I often work from home, which can sometimes be so distracting-- my dogs jumping around, dirty dishes calling out to be done, my netflix right within reach.
I typically start by outlining the specific tasks I need to accomplish that day. If it's a bigger project, I will break it down into smaller steps. I think use my phone to set a timer for the work. Usually I'll set 30-45 minutes, depending on the task. I won't touch my phone, I won't respond to co-workers' chats, I won't check e-mails or news sites. I only work on the one task I have chosen until the timer goes off. When my time is up, I take a small break for myself. 10-15 minutes to walk around the block, throw in some laundry, something small.
Knowing that I'm going to get that break keeps me focused on each item until it's done, or until I've made significant progress. If you're studying you could outline tasks in a similar way: allowing a break after a certain number of pages are read or problems are solved.I find that by actively giving myself regular breaks, the work seems less difficult to get through. Hope this helps!
I find it also very helpful to have a list of all the action items I need to complete, with the priority of each one clearly set. Focus on the most important one's first. That distinction might depend several factors though, including:
- are other people or action items depending upon you finishing the action item in order for them to move forward? If yest, do these sooner than later
- is a certain deliverable really complex? If yes, it may be good to break it down into pieces and schedule time to do them in the blocks of time available to you
- is it a task you simply don't want to do, but you know you have to do it? If yes, do it sooner than later! You will then ave the pleasure and reduced stressed of having it behind you!
Being able to check off completed action items can be very motivating and encourage you to be more focused on the next item.

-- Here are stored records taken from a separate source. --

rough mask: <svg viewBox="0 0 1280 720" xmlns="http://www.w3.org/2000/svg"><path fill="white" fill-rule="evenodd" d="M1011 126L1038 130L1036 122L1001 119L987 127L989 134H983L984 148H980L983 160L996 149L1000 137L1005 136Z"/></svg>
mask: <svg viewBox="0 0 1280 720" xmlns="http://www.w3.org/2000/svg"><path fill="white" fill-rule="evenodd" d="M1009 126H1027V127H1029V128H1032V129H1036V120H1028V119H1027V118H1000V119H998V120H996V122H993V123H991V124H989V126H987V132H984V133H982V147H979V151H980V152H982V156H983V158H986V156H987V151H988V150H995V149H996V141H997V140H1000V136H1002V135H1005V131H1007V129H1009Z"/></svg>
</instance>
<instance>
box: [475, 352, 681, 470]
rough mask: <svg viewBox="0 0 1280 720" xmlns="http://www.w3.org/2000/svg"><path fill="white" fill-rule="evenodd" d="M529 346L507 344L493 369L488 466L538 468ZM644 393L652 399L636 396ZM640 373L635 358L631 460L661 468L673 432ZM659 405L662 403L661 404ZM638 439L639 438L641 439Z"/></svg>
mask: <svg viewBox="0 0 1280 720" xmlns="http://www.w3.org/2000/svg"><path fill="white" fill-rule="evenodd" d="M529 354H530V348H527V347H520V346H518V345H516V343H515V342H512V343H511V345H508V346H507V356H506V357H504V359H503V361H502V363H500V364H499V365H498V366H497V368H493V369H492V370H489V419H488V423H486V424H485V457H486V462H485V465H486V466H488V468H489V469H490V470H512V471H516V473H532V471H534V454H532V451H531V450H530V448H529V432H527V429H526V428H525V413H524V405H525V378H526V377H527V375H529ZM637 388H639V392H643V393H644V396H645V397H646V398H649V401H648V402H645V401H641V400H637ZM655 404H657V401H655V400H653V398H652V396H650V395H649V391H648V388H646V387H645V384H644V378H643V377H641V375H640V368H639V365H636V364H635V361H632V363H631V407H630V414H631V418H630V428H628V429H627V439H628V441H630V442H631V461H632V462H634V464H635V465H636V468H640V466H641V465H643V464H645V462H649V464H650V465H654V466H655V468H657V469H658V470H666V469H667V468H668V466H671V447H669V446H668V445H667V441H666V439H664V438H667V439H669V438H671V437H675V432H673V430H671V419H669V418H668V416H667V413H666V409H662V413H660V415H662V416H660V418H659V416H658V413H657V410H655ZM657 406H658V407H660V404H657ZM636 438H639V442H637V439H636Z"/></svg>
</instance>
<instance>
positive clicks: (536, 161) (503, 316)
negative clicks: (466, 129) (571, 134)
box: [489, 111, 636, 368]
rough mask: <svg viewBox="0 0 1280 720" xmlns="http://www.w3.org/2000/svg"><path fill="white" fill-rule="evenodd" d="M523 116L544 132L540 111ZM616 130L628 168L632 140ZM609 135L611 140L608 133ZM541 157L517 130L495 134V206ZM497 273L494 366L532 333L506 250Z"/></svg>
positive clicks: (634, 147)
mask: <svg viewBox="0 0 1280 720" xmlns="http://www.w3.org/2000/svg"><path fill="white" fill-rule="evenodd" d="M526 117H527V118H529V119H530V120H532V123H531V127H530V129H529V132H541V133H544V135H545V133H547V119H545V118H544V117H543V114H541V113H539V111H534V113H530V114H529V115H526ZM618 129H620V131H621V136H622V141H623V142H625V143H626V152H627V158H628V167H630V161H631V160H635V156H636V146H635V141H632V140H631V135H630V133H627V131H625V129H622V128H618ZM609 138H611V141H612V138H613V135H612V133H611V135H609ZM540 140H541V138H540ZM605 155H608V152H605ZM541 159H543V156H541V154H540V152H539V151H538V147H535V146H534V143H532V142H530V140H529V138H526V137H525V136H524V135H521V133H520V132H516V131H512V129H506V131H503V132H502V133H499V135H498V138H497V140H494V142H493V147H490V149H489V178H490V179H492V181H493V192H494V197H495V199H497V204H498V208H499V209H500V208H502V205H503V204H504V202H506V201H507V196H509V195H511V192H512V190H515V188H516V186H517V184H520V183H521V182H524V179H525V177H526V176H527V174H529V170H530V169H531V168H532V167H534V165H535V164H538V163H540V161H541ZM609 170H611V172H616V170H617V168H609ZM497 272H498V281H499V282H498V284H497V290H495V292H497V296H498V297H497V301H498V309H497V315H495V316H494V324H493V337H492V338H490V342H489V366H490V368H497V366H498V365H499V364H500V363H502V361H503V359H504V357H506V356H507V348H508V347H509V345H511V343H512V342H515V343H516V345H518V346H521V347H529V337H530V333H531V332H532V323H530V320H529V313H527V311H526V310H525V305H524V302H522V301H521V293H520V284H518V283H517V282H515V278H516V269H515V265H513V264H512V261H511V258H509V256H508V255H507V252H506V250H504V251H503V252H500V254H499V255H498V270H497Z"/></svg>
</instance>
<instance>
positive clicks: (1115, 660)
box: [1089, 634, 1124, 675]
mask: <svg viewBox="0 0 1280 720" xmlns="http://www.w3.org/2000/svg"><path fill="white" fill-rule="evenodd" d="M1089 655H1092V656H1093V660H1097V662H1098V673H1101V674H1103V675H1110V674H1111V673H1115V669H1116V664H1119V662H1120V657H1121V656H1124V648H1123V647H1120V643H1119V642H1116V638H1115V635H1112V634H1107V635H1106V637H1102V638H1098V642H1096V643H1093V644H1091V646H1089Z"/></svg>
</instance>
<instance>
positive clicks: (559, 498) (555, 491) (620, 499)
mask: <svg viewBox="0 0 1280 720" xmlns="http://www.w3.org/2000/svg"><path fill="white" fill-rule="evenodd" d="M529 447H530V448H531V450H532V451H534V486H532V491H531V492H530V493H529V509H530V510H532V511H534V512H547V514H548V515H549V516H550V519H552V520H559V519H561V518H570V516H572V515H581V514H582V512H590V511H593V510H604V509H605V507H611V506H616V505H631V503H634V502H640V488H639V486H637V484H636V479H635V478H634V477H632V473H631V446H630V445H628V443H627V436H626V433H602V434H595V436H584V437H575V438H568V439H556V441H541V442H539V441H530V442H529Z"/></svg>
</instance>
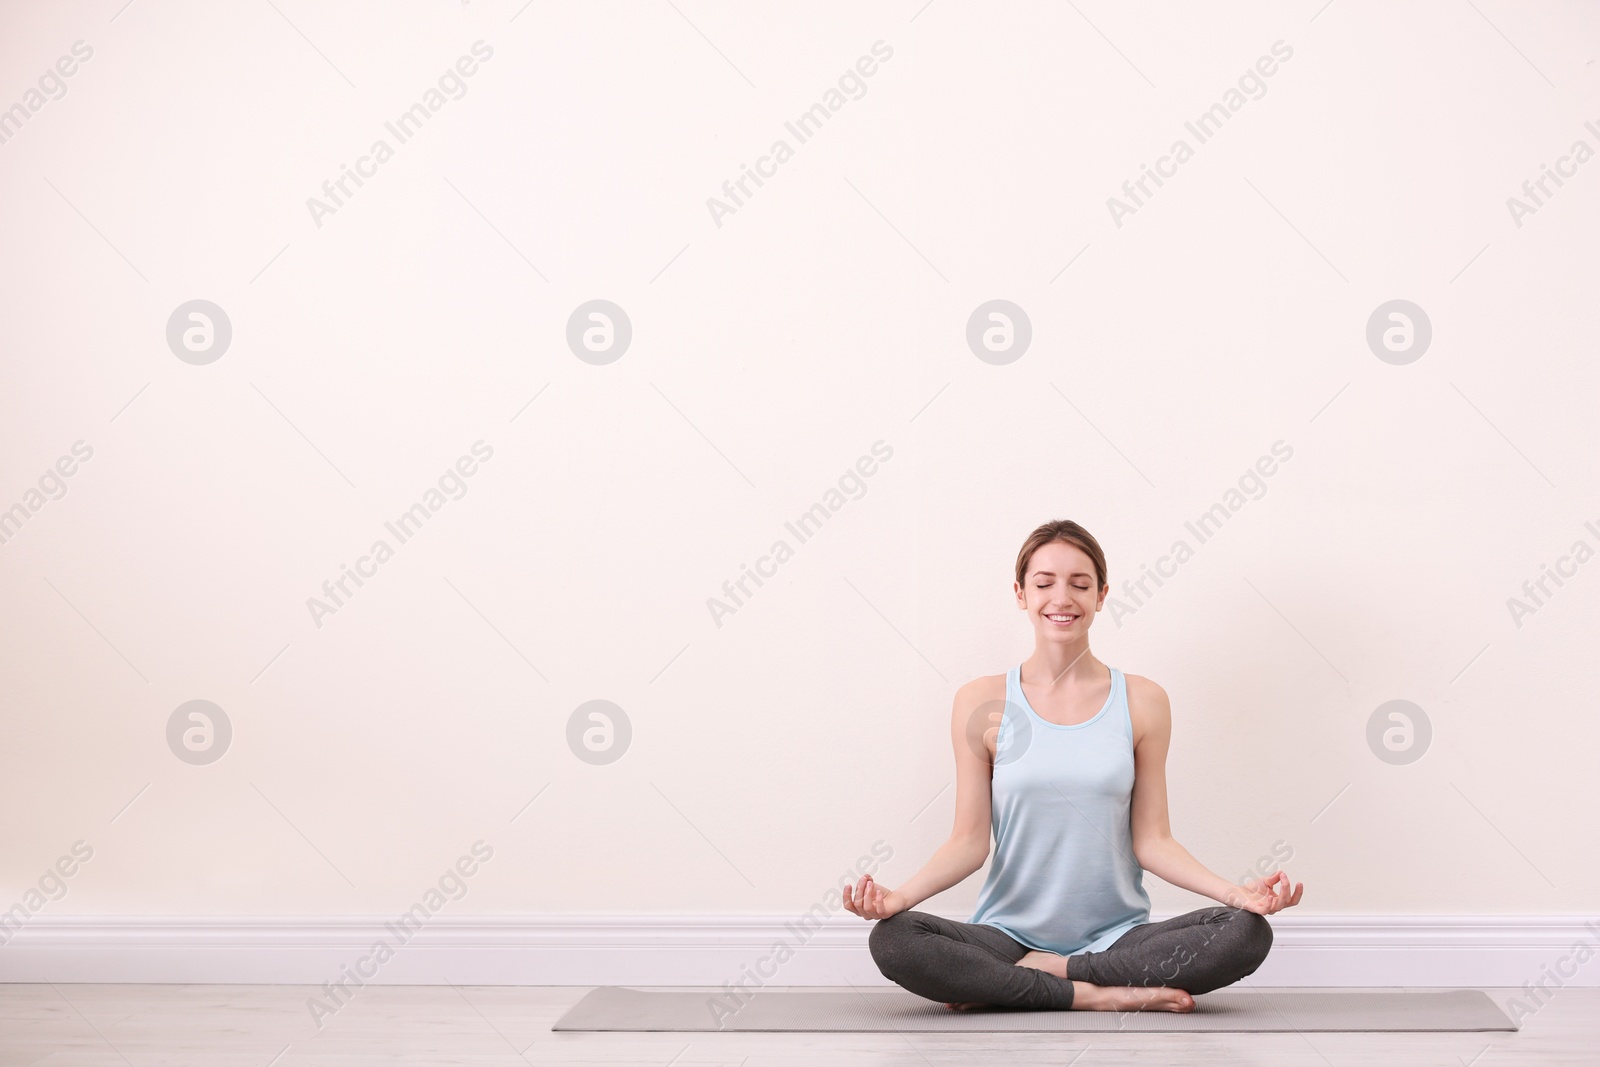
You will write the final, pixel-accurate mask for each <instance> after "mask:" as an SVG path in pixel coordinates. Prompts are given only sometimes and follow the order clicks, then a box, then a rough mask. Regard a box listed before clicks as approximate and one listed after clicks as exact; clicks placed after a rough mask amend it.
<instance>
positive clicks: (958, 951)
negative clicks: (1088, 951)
mask: <svg viewBox="0 0 1600 1067" xmlns="http://www.w3.org/2000/svg"><path fill="white" fill-rule="evenodd" d="M867 944H869V945H870V949H872V960H874V961H875V963H877V965H878V969H880V971H882V973H883V977H886V979H890V981H891V982H896V984H899V985H901V987H904V989H907V990H910V992H914V993H917V995H918V997H926V998H928V1000H938V1001H941V1003H974V1005H992V1006H997V1008H1019V1009H1026V1011H1067V1009H1069V1008H1072V982H1075V981H1077V982H1090V984H1091V985H1168V987H1173V989H1182V990H1186V992H1189V993H1208V992H1211V990H1213V989H1221V987H1222V985H1230V984H1234V982H1237V981H1238V979H1242V977H1245V976H1246V974H1253V973H1254V969H1256V968H1258V966H1261V961H1262V960H1266V958H1267V950H1269V949H1270V947H1272V925H1270V923H1267V920H1266V918H1264V917H1262V915H1258V913H1254V912H1246V910H1243V909H1237V907H1203V909H1200V910H1198V912H1189V913H1186V915H1178V917H1174V918H1168V920H1165V921H1160V923H1142V925H1139V926H1134V928H1133V929H1130V931H1128V933H1125V934H1123V936H1122V937H1118V939H1117V941H1115V942H1114V944H1112V945H1110V947H1107V949H1106V950H1104V952H1082V953H1077V955H1070V957H1067V977H1066V979H1061V977H1056V976H1054V974H1050V973H1046V971H1040V969H1035V968H1026V966H1016V961H1018V960H1021V958H1022V957H1024V955H1027V953H1029V952H1032V950H1030V949H1029V947H1027V945H1024V944H1022V942H1019V941H1016V939H1014V937H1011V936H1010V934H1006V933H1003V931H1000V929H997V928H994V926H984V925H979V923H958V921H955V920H950V918H941V917H939V915H930V913H926V912H899V913H896V915H890V917H888V918H882V920H878V921H877V925H875V926H874V928H872V934H870V936H869V939H867Z"/></svg>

Your ability to focus is heavily dependent on the signal/noise ratio in your mind. Noise is sum of all the distractions you have in your current daily life. Signals are all the learnings that are there for the taking. Your strategy should be to simply find a way to cut out the noises. here are some ways I do it
- Social Network Off Days - detox yourself from virtual worlds we are so accustomed to living in. Make it real. Interact more with the physical world. It helps
- Meditate - over time, this is the best way to get our minds to focus on what matters most
- Goal orientedness - having goals helps us focus
- Doing things your love - when you work on things that matter to you deeply, focus automatically comes
- Celebrate your wins - Rewarding your focused efforts is just as important.

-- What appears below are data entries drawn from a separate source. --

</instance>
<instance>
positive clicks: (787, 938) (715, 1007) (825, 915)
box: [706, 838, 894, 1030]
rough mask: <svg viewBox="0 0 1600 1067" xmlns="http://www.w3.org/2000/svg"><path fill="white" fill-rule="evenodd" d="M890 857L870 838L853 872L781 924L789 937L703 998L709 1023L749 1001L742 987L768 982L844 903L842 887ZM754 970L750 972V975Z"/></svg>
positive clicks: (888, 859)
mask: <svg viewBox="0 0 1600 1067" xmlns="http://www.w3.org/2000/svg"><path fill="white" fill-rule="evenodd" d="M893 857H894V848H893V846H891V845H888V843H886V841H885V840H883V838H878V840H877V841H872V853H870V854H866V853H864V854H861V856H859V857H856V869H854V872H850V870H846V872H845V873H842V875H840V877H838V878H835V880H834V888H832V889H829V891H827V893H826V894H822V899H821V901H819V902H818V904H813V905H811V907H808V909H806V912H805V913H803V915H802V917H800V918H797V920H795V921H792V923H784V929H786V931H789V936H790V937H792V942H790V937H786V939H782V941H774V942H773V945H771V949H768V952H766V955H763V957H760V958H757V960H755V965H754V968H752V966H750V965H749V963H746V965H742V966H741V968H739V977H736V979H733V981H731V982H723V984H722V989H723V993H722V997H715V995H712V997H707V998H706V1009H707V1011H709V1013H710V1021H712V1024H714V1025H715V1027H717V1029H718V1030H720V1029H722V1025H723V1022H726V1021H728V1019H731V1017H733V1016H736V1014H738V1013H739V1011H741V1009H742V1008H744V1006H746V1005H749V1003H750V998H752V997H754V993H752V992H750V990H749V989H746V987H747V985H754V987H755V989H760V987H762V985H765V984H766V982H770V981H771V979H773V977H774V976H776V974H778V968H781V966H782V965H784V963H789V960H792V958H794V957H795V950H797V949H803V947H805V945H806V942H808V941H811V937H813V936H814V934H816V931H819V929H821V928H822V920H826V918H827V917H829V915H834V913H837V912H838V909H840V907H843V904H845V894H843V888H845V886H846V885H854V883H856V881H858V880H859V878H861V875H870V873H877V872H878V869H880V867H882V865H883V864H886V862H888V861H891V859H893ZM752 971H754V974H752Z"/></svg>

FOCUS "really" stands for Follow One Course Until Success.
Start small and celebrate small wins, develop good habits (use habit stacking) and take a break once in a while.
- Location - a place to concentrate that is not distracting
- Time - without a schedule amount, you may have competing priorities. Personally, I find without making a specified commitment to accomplish a task, it's more difficult to find the motivation.
- Give yourself a goal for the time spent - whether its read 20 pages, or completing a fixed number of questions, or writing a number of pages, specific goals can help determine your own measure of success.
To improve your focus, try to find an area conducive to reading/studying; Maybe a quiet room in your home, a public or school library, a coffee shop, etc. where there are limited distractions. Recognize how you study best, whether its alone, with a friend, or with a group. Making flashcards or study guides can also improve your focus. Study tools like these can help you identify and remember important topics.
I would work in a quiet area where other people are focused on their own work (library, coffee shops). I would also try to limit having distractions around you and put your phone on airplane mode.